Quote:
Originally Posted by David Sklansky
Don't get what you are saying. Perfect play means that if the opponent moves into a position where there are now a forced series of moves that will checkmate him, the perfect player will always see it and do it no matter how many moves it takes. I'[m thinking that you were thinking about both players being perfect. They say that is almost certainly a draw. My question is whether a slightly imperfect player, ie modern computers, are good enough to avoid the forced checkmate the perfect player will always see.
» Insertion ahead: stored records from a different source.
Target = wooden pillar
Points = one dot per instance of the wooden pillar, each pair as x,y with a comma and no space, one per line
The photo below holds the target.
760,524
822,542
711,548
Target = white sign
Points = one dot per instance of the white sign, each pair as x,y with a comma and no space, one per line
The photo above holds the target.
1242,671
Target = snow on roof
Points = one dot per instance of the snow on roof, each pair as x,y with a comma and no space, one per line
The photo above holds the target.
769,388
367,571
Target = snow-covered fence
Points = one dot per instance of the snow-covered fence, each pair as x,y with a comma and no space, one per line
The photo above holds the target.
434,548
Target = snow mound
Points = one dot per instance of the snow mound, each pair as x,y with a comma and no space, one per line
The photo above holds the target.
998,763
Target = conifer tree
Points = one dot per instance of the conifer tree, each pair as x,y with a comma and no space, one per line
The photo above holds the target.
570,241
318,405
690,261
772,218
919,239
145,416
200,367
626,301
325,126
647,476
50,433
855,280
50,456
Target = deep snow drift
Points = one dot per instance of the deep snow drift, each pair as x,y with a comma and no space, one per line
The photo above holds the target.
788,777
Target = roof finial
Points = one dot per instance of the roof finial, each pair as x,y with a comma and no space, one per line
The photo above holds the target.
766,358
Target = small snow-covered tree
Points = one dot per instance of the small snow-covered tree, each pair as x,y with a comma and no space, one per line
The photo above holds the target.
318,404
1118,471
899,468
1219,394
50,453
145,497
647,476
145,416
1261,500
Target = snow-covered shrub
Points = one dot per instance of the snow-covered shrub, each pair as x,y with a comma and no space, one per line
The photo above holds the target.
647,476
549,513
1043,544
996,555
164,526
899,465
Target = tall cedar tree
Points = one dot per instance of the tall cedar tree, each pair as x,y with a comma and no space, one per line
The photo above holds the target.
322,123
I don’t know if this info would help but computers now are playing perfectly up to this :
https://en.m.wikipedia.org/wiki/Endgame_tablebase
« Tablebases are generated by retrograde analysis, working backward from a checkmated position. By 2005, all chess positions with up to six pieces, including the two kings, had been solved. By August 2012, tablebases had solved chess for almost every position with up to seven pieces, but the positions with a lone king versus a king and five pieces were omitted because they were considered to be "rather obvious."[1][2] These positions were included by August 2018.[3] As of 2022, work is still underway to solve all eight-piece positions.
The solutions have profoundly advanced the chess community's understanding of endgame theory. Some positions which humans had analyzed as draws were proven to be winnable; in some cases the tablebase analysis could find a mate in more than five hundred moves, far beyond the horizon of humans, and beyond the capability of a computer during play ».